By Jonathan Friedman
February 24, 2015--Much-needed renovations for Santa Monica High School (Samohi) could be one step closer to happening after the Board of Education tentatively supported allocating nearly half the $385 million Measure ES bond for projects at the school.
The majority of the board supported the staff recommendation of allocating $180 million toward Samohi. An official vote is expected to take place March 5.
The determination of which specific projects at Samohi and other schools would be funded could happen later this year. One board member estimated $180 million could cover two to three major Samohi projects.

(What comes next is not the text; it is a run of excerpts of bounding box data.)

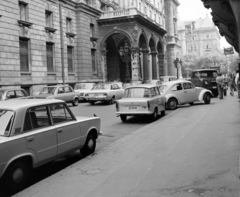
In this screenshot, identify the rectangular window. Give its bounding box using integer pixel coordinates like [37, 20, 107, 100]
[46, 43, 54, 72]
[67, 46, 73, 72]
[45, 10, 53, 27]
[91, 49, 97, 73]
[19, 38, 29, 71]
[66, 17, 72, 33]
[19, 2, 28, 21]
[90, 23, 95, 37]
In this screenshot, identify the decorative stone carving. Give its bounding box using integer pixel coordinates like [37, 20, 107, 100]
[130, 25, 139, 41]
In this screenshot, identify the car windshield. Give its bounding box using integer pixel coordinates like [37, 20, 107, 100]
[123, 88, 150, 98]
[159, 85, 168, 94]
[0, 91, 4, 100]
[40, 87, 56, 95]
[0, 109, 14, 136]
[74, 83, 93, 90]
[192, 71, 218, 78]
[92, 84, 111, 90]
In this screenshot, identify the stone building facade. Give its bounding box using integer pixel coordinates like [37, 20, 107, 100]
[0, 0, 179, 95]
[178, 14, 222, 57]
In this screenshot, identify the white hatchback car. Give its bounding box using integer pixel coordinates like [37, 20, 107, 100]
[116, 84, 166, 122]
[159, 80, 213, 110]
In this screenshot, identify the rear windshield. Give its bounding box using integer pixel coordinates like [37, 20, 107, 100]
[192, 71, 218, 78]
[0, 110, 14, 136]
[159, 85, 168, 94]
[123, 88, 150, 98]
[0, 91, 4, 100]
[74, 83, 93, 90]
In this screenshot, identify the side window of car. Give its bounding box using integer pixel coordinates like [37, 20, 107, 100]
[6, 91, 16, 99]
[16, 90, 25, 98]
[172, 83, 183, 91]
[58, 87, 64, 94]
[23, 106, 51, 132]
[151, 88, 156, 97]
[50, 103, 74, 124]
[155, 87, 160, 95]
[64, 87, 72, 93]
[183, 83, 191, 90]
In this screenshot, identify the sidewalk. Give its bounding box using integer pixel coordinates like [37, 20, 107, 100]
[15, 92, 240, 197]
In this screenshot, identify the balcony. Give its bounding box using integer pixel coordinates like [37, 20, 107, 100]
[100, 8, 160, 27]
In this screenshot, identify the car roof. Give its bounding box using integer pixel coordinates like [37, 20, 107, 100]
[0, 98, 64, 110]
[192, 69, 217, 72]
[126, 83, 158, 89]
[162, 79, 192, 85]
[0, 88, 25, 92]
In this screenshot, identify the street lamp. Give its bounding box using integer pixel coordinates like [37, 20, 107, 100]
[118, 43, 130, 82]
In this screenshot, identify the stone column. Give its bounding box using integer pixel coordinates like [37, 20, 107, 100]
[142, 49, 150, 82]
[101, 49, 107, 82]
[151, 52, 158, 79]
[158, 54, 165, 77]
[131, 48, 141, 81]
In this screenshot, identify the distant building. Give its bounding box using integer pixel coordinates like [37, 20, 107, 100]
[178, 14, 222, 57]
[0, 0, 179, 95]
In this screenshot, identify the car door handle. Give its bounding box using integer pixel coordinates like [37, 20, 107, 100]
[27, 137, 34, 142]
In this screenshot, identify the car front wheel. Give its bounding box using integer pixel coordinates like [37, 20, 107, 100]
[72, 98, 79, 106]
[80, 133, 96, 157]
[3, 160, 31, 192]
[167, 98, 177, 110]
[203, 93, 211, 104]
[120, 115, 127, 122]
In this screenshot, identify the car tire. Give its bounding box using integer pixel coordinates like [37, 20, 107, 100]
[72, 98, 79, 106]
[167, 98, 177, 110]
[120, 115, 127, 122]
[151, 108, 158, 121]
[109, 96, 115, 105]
[203, 93, 211, 104]
[3, 160, 31, 192]
[80, 133, 96, 157]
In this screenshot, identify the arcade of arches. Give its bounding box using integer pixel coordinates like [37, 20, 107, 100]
[101, 33, 164, 84]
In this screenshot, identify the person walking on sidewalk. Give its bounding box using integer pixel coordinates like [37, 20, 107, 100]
[235, 70, 240, 98]
[228, 74, 234, 96]
[216, 73, 224, 99]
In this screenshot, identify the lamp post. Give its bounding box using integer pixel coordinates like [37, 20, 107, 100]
[118, 43, 130, 82]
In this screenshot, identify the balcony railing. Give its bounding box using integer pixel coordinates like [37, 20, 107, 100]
[100, 8, 160, 26]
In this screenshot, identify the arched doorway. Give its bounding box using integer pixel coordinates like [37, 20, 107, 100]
[157, 41, 166, 76]
[105, 33, 132, 83]
[139, 34, 150, 82]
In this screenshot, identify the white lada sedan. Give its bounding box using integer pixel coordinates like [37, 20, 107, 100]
[85, 82, 124, 105]
[116, 84, 166, 122]
[159, 80, 213, 110]
[0, 99, 100, 191]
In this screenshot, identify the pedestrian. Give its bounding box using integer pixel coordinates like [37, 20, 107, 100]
[228, 74, 234, 96]
[235, 70, 240, 98]
[216, 73, 224, 99]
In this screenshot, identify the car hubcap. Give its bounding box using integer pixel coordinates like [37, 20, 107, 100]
[88, 139, 94, 149]
[12, 168, 24, 183]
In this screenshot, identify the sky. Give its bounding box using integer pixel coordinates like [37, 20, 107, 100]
[178, 0, 231, 48]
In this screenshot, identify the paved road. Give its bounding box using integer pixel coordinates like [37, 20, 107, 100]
[16, 94, 240, 197]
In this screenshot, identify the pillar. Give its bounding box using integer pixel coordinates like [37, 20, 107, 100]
[158, 54, 166, 77]
[101, 49, 107, 82]
[151, 52, 158, 79]
[142, 49, 150, 82]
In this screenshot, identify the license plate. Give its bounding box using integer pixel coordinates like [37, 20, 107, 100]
[128, 106, 138, 109]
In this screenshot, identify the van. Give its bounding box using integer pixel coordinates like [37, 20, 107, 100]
[191, 69, 218, 97]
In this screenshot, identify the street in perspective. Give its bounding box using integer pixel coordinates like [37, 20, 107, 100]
[0, 0, 240, 197]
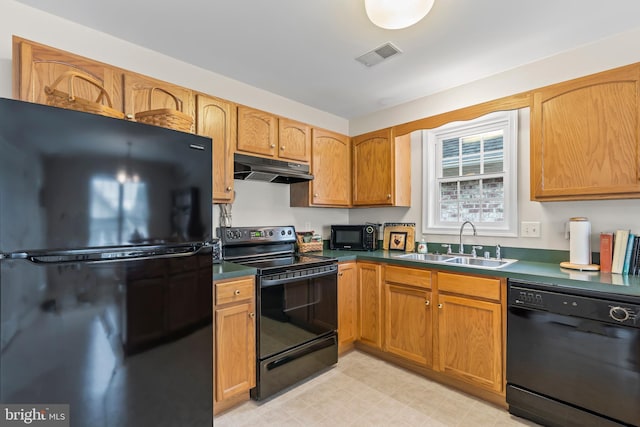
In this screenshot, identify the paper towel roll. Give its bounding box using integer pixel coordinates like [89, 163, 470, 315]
[569, 217, 591, 265]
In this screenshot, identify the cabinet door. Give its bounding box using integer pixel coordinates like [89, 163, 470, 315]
[308, 129, 351, 206]
[438, 294, 503, 392]
[352, 129, 394, 205]
[289, 129, 351, 207]
[196, 94, 236, 203]
[531, 64, 640, 200]
[214, 301, 256, 401]
[124, 72, 195, 132]
[384, 283, 433, 367]
[278, 118, 311, 163]
[338, 262, 358, 352]
[13, 37, 123, 111]
[236, 106, 278, 157]
[357, 263, 382, 348]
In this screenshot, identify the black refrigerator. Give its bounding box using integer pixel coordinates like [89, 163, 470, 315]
[0, 99, 215, 427]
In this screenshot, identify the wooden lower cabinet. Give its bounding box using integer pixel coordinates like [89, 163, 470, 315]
[384, 266, 433, 367]
[356, 262, 506, 405]
[213, 276, 256, 414]
[338, 262, 358, 353]
[437, 272, 504, 392]
[357, 262, 382, 349]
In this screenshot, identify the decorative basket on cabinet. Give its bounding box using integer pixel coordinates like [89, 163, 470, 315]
[44, 71, 124, 119]
[134, 87, 193, 132]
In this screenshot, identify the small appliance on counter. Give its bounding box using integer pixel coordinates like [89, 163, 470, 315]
[329, 224, 378, 251]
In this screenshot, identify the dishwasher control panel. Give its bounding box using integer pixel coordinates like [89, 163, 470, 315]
[507, 283, 640, 328]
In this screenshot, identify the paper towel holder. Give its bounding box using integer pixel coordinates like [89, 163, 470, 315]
[560, 217, 600, 271]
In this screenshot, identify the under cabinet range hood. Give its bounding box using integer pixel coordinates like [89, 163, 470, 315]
[233, 153, 313, 184]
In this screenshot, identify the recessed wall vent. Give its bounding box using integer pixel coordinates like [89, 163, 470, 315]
[356, 42, 402, 67]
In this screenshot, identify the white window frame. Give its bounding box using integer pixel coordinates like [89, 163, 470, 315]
[422, 110, 518, 237]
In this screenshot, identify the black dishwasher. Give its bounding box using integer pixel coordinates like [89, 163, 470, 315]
[507, 280, 640, 427]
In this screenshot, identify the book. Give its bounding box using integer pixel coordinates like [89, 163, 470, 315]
[622, 233, 636, 274]
[600, 232, 613, 273]
[629, 234, 640, 276]
[611, 230, 629, 274]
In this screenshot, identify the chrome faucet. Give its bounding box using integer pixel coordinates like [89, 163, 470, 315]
[458, 221, 477, 254]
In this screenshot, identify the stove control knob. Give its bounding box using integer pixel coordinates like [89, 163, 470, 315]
[609, 306, 631, 322]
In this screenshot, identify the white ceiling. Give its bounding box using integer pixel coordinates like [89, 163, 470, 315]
[19, 0, 640, 119]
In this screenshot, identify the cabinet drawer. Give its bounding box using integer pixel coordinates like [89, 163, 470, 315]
[384, 265, 431, 289]
[215, 277, 255, 305]
[438, 272, 501, 301]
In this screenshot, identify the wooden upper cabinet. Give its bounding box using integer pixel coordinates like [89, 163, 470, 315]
[13, 36, 123, 111]
[278, 118, 311, 163]
[352, 128, 411, 206]
[236, 106, 278, 157]
[124, 72, 195, 132]
[196, 94, 236, 203]
[289, 128, 351, 207]
[531, 64, 640, 201]
[236, 106, 311, 163]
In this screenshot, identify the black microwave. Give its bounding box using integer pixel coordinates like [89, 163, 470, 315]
[329, 224, 378, 251]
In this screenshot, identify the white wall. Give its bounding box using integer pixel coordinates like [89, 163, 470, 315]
[221, 180, 349, 239]
[349, 26, 640, 252]
[349, 108, 640, 252]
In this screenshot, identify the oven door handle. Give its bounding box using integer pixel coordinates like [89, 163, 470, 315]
[260, 268, 338, 288]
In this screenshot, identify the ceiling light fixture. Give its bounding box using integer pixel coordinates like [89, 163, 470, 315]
[364, 0, 434, 30]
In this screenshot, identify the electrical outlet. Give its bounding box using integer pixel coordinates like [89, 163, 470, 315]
[520, 221, 540, 237]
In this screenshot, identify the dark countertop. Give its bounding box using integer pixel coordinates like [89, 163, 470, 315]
[213, 249, 640, 297]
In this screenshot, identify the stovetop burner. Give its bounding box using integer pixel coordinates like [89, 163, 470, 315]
[233, 254, 336, 274]
[217, 226, 337, 274]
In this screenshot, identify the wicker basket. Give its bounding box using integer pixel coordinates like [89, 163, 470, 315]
[296, 231, 323, 253]
[44, 71, 124, 119]
[135, 87, 193, 132]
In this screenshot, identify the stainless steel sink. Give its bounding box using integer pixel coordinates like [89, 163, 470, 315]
[392, 253, 517, 270]
[446, 257, 516, 268]
[394, 253, 454, 262]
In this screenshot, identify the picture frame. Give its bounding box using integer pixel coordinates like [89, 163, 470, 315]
[389, 231, 407, 252]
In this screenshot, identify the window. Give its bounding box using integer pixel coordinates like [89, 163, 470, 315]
[89, 177, 149, 246]
[422, 111, 518, 236]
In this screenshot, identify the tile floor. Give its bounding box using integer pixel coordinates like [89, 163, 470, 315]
[213, 351, 537, 427]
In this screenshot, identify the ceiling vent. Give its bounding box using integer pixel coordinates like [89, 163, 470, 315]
[356, 42, 402, 67]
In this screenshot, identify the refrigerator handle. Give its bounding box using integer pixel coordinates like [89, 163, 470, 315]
[0, 242, 211, 264]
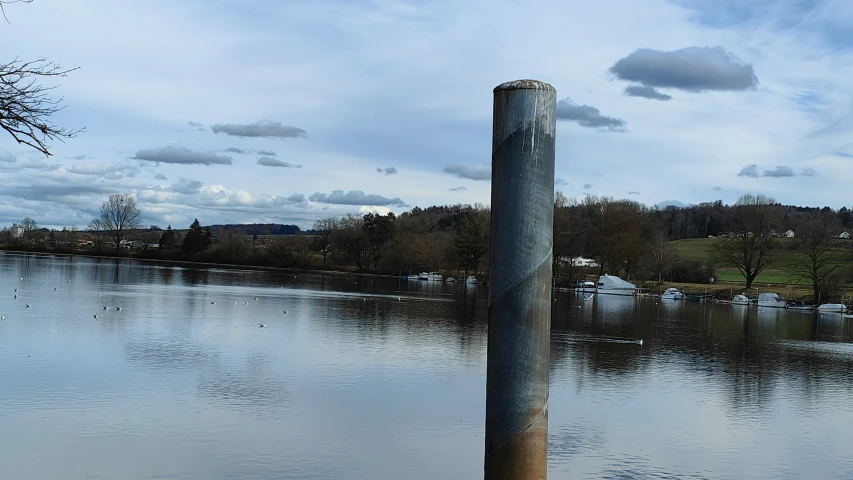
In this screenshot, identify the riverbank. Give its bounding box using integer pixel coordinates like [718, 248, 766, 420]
[0, 249, 397, 278]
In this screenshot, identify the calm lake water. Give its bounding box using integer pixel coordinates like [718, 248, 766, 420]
[0, 254, 853, 480]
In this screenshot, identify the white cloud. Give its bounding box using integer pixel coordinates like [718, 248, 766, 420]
[0, 0, 853, 226]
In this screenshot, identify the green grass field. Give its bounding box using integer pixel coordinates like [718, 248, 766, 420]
[671, 238, 853, 285]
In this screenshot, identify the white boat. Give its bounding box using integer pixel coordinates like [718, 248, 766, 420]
[596, 275, 637, 296]
[817, 303, 847, 313]
[758, 293, 788, 308]
[732, 295, 749, 305]
[785, 302, 815, 312]
[660, 287, 684, 300]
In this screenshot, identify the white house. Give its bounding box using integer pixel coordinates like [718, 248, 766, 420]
[572, 257, 598, 268]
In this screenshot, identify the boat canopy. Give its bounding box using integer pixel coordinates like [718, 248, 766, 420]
[598, 275, 637, 290]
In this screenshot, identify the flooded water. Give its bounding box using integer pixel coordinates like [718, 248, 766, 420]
[0, 254, 853, 480]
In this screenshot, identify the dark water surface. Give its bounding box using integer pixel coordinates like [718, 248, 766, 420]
[0, 254, 853, 480]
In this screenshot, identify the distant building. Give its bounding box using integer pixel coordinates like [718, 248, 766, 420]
[572, 257, 598, 268]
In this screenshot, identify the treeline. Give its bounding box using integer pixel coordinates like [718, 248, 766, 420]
[5, 192, 853, 298]
[652, 197, 853, 240]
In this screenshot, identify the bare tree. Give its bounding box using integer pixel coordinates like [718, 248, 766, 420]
[86, 218, 107, 250]
[453, 209, 490, 276]
[332, 215, 370, 272]
[714, 194, 776, 288]
[101, 193, 142, 249]
[649, 233, 676, 287]
[21, 217, 38, 237]
[789, 214, 847, 302]
[267, 235, 311, 268]
[313, 217, 338, 266]
[0, 0, 84, 156]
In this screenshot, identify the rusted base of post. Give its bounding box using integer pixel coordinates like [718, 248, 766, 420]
[485, 408, 548, 480]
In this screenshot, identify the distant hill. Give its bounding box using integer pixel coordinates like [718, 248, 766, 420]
[670, 238, 853, 284]
[205, 223, 302, 235]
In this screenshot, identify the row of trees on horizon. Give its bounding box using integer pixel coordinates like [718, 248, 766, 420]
[0, 192, 853, 298]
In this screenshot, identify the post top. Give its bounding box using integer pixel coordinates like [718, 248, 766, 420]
[494, 80, 554, 92]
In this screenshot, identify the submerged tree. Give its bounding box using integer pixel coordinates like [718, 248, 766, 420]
[313, 217, 338, 266]
[332, 215, 370, 272]
[181, 218, 211, 256]
[790, 214, 848, 302]
[453, 209, 490, 276]
[160, 225, 178, 250]
[101, 193, 142, 249]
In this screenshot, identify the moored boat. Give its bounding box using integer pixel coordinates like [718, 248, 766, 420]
[817, 303, 847, 313]
[596, 275, 637, 296]
[758, 293, 788, 308]
[660, 287, 684, 300]
[574, 280, 596, 293]
[732, 295, 749, 305]
[785, 301, 815, 312]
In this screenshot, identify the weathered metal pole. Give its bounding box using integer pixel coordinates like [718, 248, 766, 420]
[485, 80, 557, 480]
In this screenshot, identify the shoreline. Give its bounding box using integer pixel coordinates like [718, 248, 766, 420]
[0, 249, 399, 278]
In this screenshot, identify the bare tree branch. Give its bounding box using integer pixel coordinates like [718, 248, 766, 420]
[0, 0, 85, 157]
[0, 0, 33, 25]
[0, 58, 85, 156]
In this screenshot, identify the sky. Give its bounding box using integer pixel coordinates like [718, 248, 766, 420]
[0, 0, 853, 228]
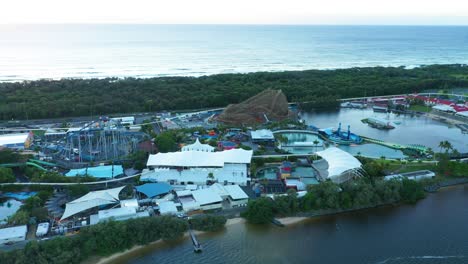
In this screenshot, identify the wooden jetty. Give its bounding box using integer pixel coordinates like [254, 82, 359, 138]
[188, 229, 203, 253]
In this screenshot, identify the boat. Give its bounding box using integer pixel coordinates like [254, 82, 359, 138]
[271, 218, 284, 227]
[372, 105, 388, 113]
[361, 117, 395, 129]
[340, 102, 367, 109]
[319, 123, 363, 145]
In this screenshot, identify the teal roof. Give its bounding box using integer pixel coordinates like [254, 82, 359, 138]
[65, 165, 124, 178]
[135, 182, 172, 198]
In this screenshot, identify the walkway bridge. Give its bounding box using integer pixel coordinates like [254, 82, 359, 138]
[0, 159, 57, 171]
[361, 136, 427, 153]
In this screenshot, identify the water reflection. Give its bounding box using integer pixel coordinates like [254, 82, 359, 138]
[127, 186, 468, 264]
[301, 109, 468, 153]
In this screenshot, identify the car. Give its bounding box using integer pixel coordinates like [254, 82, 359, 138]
[176, 213, 188, 218]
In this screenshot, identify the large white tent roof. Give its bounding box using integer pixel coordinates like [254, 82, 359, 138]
[250, 129, 275, 140]
[192, 188, 223, 206]
[60, 186, 125, 220]
[146, 149, 253, 167]
[0, 133, 29, 146]
[316, 147, 362, 180]
[182, 138, 214, 152]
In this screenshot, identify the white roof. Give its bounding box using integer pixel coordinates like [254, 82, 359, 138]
[250, 129, 275, 139]
[210, 183, 229, 197]
[111, 116, 135, 122]
[0, 133, 29, 146]
[98, 207, 136, 221]
[432, 105, 456, 112]
[159, 201, 178, 214]
[120, 199, 139, 208]
[317, 147, 362, 180]
[60, 186, 125, 220]
[176, 190, 192, 197]
[286, 179, 306, 191]
[36, 223, 49, 236]
[146, 149, 253, 167]
[192, 188, 223, 205]
[223, 185, 249, 200]
[182, 138, 214, 152]
[0, 225, 28, 241]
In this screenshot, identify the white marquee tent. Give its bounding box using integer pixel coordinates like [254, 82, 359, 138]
[60, 186, 125, 220]
[316, 147, 362, 183]
[146, 149, 253, 167]
[182, 138, 214, 152]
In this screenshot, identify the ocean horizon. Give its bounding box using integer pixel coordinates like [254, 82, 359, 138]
[0, 24, 468, 82]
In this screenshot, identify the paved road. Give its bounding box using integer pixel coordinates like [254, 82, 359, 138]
[0, 173, 141, 186]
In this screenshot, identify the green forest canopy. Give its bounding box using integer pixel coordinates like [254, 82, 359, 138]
[0, 65, 468, 120]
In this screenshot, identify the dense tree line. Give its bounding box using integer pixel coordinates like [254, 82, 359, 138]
[0, 65, 468, 120]
[0, 216, 188, 264]
[242, 178, 425, 224]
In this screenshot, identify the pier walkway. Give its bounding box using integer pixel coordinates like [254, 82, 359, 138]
[361, 136, 427, 152]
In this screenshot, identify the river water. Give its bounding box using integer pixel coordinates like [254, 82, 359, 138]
[116, 185, 468, 264]
[301, 109, 468, 157]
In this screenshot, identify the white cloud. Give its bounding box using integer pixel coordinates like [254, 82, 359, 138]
[0, 0, 468, 24]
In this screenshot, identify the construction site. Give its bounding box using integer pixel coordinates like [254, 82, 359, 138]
[216, 89, 295, 125]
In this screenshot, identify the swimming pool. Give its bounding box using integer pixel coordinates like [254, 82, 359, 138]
[2, 192, 37, 201]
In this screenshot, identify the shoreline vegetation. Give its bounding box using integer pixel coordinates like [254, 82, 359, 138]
[0, 215, 226, 264]
[94, 180, 468, 264]
[0, 64, 468, 120]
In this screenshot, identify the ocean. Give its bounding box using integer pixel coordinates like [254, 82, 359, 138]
[0, 24, 468, 82]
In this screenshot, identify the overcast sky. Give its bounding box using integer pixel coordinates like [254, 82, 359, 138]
[0, 0, 468, 25]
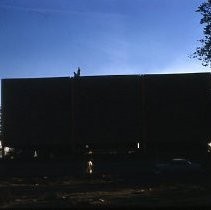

Several parents addressed the board about the Samohi campus that one person called “aging and substandard.” Another parent said the bathrooms are in such a bad state, her son will not use them despite frequently spending 12 consecutive hours on the campus.
“I don’t know how he does it,” she said. “You should see how long he stays in the bathroom when he gets home.”
Former Samohi PTA President Debbie Mulvaney said, “Samohi is often under-appreciated and under-valued because of what it looks like, because of the state of disrepair. We need to make the outward expression of Samohi match the amazing learning that goes inside.”
Long-time education activist Shari Davis added, “If we were to give every citizen of Santa Monica a detailed tour of Samohi, we’d have a lot of people scratching their heads and wondering incredulously why we haven’t done more to foster an adequate learning environment for the 80 percent of students in our district who matriculate to Samohi.”
No school board member wanted to allocate less than $180 million to Samohi, but Oscar de la Torre and Richard Tahvildaran-Jesswein said the amount should be $200 million.
Others said it would be premature to raise the amount until the needs at other district schools were assessed.
“Sitting up here, it seems a little irresponsible to say we’re going to leave almost nothing to address the needs we’ve been hearing about for a long time [at other schools],” Board President Laurie Lieberman said.
The board in October dedicated $35 million of the bond money to “technology projects” throughout the district, including “infrastructure, SBAC devices, 21st century classroom components, library upgrades, expanded computer labs, and staff development,” according to a staff report.
An additional $77 million is required to cover projects in Malibu because of the language of the resolution that created the bond measure, which was approved by district voters in the November 2012 election.
Nearly $94 million of the bond money has not been allocated. Some of that money is expected to cover projects funded through the previous Measure BB bond. There is an estimated $30 million shortfall on the BB projects.
It has not been determined how the remainder of the money would be used. Since Measure ES was a facilities improvement bond proposal, none of the money could be used to cover staff salaries.